Toprağın üstünde hayat işte böyle, sevgili Suat Hanım… Yaşasaydınız bu zamanın da ruhunu sevmezdiniz bence. Hatta nefret bile ederdiniz ondan. Ama direnirdiniz gene, biat etmezdiniz, utanmanın ve onur sahibi olmanın fi tarihinde kalan meziyetler olmadığını bir kez daha ispatlardınız bize. Prensiplerin şahıslara göre değişmemesi gerektiğini, prensipler için bazen yalnızlığın bile göze alınabileceğini sokardınız kör gözlere. 

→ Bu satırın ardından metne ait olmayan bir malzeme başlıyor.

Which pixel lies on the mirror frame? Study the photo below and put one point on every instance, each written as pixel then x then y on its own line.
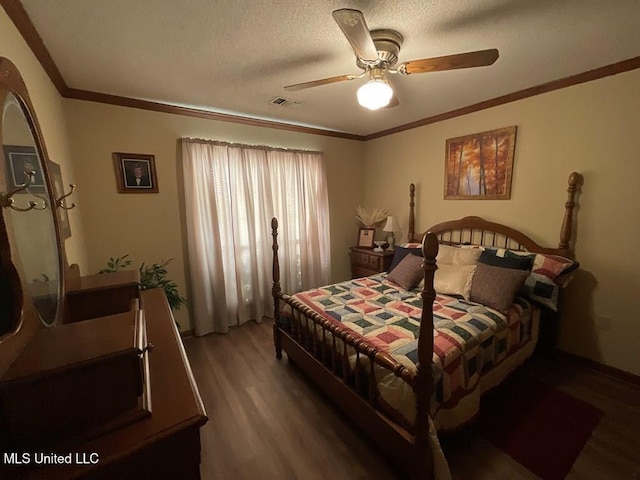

Yabani otları temizledik. Rengârenk kır çiçekleri bıraktık toprağınıza. Yaşarken ne derece inançlıydınız, bilmiyorum ama mezarınızın başında dualarımızı da okuduk bugün. Bunu biraz sizin ruhunuz rahatlasın diye yaptık belki, belki de kendi vicdanlarımızdı esas rahatlatmak istediğimiz, kim bilir… “Gidelim mi artık?” diye toparlanmaya başlamıştık ki, sağınızda, hemen ayak ucunuzda küçücük bir mezar gördüm. Hangi kiliseden çıktığını anlayamadığımız bir çan sesi uçuşuyordu havada. Eğilip mezar taşına baktım. “Henüz bir günlükken ölmüş,” dedim Özlem’in gözlerini arayarak. Doğruldum. Şimdi gürültülü bir sessizlik hâkimdi ortama. “Belki de yanlış olan, adaleti bu dünyada aramak,” dedi Özlem. Nurcan, soğuk mermerin üstündeki isminize baktı. Nüfus kütüğündekine değil, sizin seçtiğiniz isme… Kendinizi bildiniz bileli kullanmayı tercih ettiğiniz, sizi siz yapan isme… SUAT DERVİŞ’e… Ben, yutkundum. Hıçkırarak ağlamak ile tek damla gözyaşı dökmemek, isyan etmek ile teslim olmak, ağız dolusu küfretmek ile susmak arasındaki o belirsiz yere, o kara deliğe düştüm gene. Belli etmedim. Biz üç kadın oradan ayrılırken Feriköy Asri Mezarlığı’ndaki caminin avlusunu, yeni bir cenazenin cemaati doldurmuştu bile.